Ab initio folding of a trefoil-fold motif reveals structural similarity with a β-propeller blade motif.

Many protein architectures exhibit evidence of internal rotational symmetry postulated to be the result of gene duplication/fusion events involving a primordial polypeptide motif. A common feature of such structures is a domain-swapped arrangement at the interface of the N- and C-termini motifs and postulated to provide cooperative interactions that promote folding and stability. De novo designed symmetric protein architectures have demonstrated an ability to accommodate circular permutation of the N- and C-termini in the overall architecture; however, the folding requirement of the primordial motif is poorly understood, and tolerance to circular permutation is essentially unknown. The β-trefoil protein fold is a threefold-symmetric architecture where the repeating ~42-mer "trefoil-fold" motif assembles via a domain-swapped arrangement. The trefoil-fold structure in isolation exposes considerable hydrophobic area that is otherwise buried in the intact β-trefoil trimeric assembly.
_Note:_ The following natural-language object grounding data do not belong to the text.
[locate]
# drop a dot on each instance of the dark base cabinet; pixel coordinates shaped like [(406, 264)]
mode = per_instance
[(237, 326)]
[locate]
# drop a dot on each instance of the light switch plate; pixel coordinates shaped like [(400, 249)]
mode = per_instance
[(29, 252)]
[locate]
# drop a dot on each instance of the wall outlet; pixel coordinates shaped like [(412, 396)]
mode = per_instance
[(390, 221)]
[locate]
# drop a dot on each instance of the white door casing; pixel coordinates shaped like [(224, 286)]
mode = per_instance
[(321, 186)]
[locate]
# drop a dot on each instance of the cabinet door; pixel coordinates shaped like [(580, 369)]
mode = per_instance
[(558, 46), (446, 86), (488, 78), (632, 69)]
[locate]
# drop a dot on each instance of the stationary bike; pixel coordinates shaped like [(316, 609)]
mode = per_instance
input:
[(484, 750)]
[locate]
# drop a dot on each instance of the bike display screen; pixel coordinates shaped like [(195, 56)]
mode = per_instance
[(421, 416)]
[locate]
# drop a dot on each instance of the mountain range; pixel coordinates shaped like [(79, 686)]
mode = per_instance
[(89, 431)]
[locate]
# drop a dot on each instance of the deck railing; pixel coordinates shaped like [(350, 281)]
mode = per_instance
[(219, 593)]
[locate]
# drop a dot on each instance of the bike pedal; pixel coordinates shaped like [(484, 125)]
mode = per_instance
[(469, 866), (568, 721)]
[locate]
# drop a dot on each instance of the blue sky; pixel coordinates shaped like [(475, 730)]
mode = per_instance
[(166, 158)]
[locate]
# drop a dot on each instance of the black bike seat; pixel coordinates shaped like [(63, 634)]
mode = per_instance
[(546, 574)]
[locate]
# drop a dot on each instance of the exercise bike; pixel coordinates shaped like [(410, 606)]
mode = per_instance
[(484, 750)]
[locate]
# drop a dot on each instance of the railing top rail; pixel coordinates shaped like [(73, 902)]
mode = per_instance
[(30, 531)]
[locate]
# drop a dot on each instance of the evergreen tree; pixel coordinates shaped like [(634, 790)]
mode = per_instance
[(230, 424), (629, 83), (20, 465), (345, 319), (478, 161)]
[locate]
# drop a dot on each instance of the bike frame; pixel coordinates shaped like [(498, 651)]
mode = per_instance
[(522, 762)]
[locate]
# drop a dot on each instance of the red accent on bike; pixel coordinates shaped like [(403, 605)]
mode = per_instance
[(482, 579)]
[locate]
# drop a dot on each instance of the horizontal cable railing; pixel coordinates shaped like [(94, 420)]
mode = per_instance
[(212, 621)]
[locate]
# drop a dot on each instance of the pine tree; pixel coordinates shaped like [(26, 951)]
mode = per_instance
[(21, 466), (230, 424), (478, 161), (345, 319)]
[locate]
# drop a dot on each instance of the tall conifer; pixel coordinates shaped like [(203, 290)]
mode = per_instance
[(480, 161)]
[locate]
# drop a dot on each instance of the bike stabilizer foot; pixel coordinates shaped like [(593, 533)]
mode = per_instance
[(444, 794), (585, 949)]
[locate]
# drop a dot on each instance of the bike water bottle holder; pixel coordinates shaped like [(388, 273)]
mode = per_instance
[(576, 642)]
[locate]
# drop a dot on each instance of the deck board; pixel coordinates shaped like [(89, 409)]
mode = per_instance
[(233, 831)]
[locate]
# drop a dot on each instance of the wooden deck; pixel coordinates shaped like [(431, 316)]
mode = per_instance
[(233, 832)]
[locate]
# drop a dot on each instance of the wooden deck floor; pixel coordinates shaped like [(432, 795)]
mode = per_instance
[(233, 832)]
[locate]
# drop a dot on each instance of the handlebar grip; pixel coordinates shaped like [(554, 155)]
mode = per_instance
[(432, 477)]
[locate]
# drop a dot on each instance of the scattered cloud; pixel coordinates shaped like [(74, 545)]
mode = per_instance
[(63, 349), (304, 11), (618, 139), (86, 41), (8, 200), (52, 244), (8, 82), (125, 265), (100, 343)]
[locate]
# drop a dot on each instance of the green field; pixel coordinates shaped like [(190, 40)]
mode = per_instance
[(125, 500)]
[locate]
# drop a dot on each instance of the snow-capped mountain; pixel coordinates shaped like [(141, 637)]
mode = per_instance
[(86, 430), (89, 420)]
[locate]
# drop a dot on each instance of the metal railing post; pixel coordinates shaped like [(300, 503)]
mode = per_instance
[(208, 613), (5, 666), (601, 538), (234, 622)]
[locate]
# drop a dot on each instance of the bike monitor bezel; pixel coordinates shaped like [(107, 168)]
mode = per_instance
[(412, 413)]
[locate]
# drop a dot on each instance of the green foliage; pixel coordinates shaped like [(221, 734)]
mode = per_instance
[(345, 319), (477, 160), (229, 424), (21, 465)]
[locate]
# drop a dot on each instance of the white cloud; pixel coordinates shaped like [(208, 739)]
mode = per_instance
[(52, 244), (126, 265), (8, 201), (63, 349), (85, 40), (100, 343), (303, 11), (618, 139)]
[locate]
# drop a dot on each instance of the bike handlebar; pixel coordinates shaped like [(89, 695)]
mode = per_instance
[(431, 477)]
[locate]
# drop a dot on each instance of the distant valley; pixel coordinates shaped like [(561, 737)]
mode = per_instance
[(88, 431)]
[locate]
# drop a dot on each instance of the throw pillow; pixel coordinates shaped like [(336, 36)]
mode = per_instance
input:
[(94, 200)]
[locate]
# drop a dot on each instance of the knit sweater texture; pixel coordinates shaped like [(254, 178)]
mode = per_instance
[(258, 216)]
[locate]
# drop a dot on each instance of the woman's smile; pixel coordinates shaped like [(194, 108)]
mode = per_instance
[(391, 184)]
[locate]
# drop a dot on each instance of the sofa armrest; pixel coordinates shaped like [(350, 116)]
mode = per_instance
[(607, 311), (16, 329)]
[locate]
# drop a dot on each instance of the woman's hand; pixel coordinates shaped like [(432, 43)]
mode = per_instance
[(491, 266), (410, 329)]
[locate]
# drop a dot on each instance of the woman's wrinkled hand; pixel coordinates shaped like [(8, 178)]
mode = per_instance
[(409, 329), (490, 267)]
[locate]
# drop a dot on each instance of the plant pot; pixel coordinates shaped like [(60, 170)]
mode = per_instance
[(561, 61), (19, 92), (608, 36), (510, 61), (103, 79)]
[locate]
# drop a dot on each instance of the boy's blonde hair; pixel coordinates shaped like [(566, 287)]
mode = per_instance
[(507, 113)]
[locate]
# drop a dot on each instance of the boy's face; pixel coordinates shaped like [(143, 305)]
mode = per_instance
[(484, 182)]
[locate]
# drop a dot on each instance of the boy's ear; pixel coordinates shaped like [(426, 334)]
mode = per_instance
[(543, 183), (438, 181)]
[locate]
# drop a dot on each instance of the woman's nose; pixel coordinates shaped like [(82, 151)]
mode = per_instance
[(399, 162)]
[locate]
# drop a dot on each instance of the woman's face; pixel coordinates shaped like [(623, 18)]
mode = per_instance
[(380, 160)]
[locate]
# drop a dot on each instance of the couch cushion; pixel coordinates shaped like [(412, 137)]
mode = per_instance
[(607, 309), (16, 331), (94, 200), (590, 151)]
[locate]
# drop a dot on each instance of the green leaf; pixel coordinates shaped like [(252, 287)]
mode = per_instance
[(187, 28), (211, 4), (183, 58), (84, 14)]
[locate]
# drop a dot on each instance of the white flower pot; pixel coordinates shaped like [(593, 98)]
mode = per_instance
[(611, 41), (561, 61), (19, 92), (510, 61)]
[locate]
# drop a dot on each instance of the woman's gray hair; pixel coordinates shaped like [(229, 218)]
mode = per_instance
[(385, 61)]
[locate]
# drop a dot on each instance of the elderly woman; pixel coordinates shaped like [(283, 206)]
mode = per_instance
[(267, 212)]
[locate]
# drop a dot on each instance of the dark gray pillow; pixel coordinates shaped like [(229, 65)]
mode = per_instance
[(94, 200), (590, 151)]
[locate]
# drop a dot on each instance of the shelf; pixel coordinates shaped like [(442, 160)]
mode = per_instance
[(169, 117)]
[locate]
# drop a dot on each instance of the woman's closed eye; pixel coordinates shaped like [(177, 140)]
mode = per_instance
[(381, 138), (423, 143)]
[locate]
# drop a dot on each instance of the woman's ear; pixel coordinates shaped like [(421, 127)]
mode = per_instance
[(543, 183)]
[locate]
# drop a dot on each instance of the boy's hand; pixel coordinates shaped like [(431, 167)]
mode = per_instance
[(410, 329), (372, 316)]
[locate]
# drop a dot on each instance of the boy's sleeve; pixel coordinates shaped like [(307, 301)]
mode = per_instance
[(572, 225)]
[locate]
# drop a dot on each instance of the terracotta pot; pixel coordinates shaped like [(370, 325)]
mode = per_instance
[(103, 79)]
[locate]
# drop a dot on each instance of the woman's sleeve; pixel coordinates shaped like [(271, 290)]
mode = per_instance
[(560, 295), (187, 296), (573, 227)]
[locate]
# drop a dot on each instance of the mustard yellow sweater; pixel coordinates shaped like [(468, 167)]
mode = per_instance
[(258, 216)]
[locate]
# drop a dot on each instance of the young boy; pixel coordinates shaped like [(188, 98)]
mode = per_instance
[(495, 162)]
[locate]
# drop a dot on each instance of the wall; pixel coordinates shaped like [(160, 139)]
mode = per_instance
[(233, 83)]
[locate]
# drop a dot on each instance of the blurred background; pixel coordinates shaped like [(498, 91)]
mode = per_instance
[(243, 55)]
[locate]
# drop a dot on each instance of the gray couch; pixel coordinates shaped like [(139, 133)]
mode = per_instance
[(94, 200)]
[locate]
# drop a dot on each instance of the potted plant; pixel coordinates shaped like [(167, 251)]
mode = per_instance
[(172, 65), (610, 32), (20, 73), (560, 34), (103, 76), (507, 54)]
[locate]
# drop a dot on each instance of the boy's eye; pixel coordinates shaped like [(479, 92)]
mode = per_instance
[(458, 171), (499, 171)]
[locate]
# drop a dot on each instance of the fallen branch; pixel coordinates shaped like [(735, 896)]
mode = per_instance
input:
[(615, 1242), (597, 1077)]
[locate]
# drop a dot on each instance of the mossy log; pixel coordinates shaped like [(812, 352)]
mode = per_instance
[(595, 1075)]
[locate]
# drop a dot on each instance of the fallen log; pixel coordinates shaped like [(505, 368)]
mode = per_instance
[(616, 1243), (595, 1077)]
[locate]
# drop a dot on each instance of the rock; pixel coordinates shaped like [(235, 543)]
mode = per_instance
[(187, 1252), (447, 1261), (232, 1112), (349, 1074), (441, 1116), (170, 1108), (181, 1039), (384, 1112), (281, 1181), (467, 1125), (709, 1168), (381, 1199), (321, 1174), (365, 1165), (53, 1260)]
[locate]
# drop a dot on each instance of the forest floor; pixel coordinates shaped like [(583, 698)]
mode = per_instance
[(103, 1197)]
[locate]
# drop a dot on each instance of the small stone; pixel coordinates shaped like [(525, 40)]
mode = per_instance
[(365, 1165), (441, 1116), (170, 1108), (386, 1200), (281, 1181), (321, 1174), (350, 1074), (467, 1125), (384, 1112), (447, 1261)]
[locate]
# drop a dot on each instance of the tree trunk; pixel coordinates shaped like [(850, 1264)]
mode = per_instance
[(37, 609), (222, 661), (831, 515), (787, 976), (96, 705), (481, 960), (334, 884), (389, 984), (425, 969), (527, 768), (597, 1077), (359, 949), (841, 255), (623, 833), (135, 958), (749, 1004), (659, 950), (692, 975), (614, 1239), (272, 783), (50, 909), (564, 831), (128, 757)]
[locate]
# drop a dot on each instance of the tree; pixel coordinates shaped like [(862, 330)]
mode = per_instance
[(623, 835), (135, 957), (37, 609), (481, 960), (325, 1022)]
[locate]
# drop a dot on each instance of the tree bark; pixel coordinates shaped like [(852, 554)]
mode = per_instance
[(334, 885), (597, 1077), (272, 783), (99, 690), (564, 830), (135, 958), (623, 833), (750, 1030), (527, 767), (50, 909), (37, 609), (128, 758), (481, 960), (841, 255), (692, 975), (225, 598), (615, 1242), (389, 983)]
The trefoil-fold sequence is not predicted to adopt the trefoil-fold architecture in ab initio folding studies; rather, the predicted fold is closely related to a compact "blade" motif from the β-propeller architecture. Expression of a trefoil-fold sequence and circular permutants shows that only the wild-type N-terminal motif definition yields an intact β-trefoil trimeric assembly, while permutants yield monomers. The results elucidate the folding requirements of the primordial trefoil-fold motif, and also suggest that this motif may sample a compact conformation that limits hydrophobic residue exposure, contains key trefoil-fold structural features, but is more structurally homologous to a β-propeller blade motif.